When it comes to heavy manual work the few women I've worked with that chose
to do that kind of work outworked the men every time. When I was landscaping I
seen a tiny 5 foot nothing girl rake, dig and haul faster and more than the 6
foot beefcake dude, every day while they were there. Most restoration sites I
worked on were mixed crews, there was definitely a higher percentage of hard
working women to men on those crews.

At my current job as a CNC programmer/operator for a granite shop, I've
trained probably 4 or 5 different people to work with me now. The 4 men I
trained lasted from a week to a month and a half. My current coworker, a girl,
had been here for over a year now. She's learned how to program and run the
machines, operate the bridge saw, move and unload slabs and lift more than any
of the men I've trained could. She also wants to learn. The sad thing is I had
to convince my boss, an old asian man, to hire her he wasn't going to because
she was a woman. I explained to him my experiences over the years and he was
willing to give her a chance. His attitude towards her over the year she's
been here's changed drastically. I don't know if it's changed his view on
women in general, but since then he's stopped immediately turning down women
day labourers that come in to help the installers so maybe.

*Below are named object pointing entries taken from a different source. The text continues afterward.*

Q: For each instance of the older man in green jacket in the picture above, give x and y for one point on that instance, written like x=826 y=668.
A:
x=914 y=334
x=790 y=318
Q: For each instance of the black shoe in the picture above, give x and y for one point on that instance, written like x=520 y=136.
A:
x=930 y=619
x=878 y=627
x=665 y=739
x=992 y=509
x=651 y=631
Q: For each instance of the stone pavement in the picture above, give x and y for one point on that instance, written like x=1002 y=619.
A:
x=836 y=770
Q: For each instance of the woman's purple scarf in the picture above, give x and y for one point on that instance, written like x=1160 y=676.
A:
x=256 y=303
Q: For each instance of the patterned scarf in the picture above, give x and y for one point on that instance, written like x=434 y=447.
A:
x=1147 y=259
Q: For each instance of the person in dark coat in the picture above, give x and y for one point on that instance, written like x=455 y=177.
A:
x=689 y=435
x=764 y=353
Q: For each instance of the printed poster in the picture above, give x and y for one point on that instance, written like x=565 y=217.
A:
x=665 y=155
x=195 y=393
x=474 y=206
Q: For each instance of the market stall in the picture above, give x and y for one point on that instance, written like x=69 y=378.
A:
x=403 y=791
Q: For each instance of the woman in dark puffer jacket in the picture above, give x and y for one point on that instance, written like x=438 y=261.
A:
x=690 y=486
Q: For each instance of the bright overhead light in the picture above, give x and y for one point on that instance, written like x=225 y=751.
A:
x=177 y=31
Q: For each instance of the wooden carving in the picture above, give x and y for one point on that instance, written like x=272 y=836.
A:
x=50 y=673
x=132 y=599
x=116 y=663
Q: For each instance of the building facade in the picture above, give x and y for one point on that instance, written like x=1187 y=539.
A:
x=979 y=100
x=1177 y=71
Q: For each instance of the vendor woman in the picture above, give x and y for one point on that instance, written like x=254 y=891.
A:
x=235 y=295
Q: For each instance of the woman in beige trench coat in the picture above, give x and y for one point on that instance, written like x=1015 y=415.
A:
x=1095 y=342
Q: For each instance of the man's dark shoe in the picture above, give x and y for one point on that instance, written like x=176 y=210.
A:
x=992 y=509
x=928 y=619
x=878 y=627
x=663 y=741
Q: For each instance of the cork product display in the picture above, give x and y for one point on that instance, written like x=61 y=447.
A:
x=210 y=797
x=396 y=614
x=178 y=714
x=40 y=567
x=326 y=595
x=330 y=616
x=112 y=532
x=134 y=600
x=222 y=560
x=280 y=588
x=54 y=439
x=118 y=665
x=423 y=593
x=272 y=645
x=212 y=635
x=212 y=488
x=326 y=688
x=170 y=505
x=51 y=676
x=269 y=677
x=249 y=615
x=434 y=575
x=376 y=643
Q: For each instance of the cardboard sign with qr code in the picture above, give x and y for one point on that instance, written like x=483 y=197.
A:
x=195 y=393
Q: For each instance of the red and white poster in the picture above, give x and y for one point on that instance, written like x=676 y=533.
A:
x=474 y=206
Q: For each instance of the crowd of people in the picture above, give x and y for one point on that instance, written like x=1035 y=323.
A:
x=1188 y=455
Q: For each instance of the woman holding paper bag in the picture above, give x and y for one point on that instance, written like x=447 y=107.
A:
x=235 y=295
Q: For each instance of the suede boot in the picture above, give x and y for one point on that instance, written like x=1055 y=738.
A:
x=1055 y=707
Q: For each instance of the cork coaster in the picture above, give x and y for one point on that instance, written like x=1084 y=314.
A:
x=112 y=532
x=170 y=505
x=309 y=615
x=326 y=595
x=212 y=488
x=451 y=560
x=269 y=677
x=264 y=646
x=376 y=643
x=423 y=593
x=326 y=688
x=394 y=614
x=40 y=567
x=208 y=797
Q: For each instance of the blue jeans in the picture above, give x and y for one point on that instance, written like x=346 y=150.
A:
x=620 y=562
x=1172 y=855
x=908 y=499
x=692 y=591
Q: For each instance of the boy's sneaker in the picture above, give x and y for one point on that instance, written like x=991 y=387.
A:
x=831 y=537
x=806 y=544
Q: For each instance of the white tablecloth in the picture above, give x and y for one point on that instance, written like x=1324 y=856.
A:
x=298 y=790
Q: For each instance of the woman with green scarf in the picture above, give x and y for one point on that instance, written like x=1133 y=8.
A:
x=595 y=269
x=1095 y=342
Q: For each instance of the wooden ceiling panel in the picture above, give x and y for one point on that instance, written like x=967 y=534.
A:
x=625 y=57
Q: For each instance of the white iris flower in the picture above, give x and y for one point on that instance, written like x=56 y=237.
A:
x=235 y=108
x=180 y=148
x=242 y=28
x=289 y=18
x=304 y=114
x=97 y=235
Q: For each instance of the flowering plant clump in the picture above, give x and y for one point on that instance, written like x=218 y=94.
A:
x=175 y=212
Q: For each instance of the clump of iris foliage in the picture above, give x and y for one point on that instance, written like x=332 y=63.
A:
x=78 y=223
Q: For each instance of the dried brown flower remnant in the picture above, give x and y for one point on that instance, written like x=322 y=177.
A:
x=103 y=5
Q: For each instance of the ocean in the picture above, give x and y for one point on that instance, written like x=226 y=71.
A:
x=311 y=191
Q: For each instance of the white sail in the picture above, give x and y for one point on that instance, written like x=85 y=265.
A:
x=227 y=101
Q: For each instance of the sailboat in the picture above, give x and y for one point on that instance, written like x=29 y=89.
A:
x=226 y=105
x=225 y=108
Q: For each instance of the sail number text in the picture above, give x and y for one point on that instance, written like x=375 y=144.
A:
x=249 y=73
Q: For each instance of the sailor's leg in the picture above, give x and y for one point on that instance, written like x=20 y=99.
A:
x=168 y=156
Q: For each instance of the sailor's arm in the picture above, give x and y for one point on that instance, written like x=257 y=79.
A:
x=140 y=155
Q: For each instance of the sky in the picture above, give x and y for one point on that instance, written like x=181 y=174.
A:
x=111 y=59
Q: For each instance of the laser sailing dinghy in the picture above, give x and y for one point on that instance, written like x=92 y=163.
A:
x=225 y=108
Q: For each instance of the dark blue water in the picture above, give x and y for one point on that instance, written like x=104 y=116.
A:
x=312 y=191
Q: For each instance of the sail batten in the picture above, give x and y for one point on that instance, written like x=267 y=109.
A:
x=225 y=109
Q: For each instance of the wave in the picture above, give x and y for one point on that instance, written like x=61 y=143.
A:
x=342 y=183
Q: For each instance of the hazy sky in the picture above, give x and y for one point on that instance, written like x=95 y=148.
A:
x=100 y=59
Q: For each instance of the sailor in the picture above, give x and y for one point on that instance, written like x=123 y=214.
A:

The biggest problem I found trying to train men was they refused to do basic
boring tasks that needed to be done or complained the whole time they did them
while at the same time were unwilling or unable to learn anything else.

These are just my experiences throughout my varied working life. I don't know
how universally applicable they are but from what I've seen it really comes
down to each individual and how suited they are for a particular job. The
reality is there are some things some people will just never be able to do and
it really has nothing to do with what gender a person is.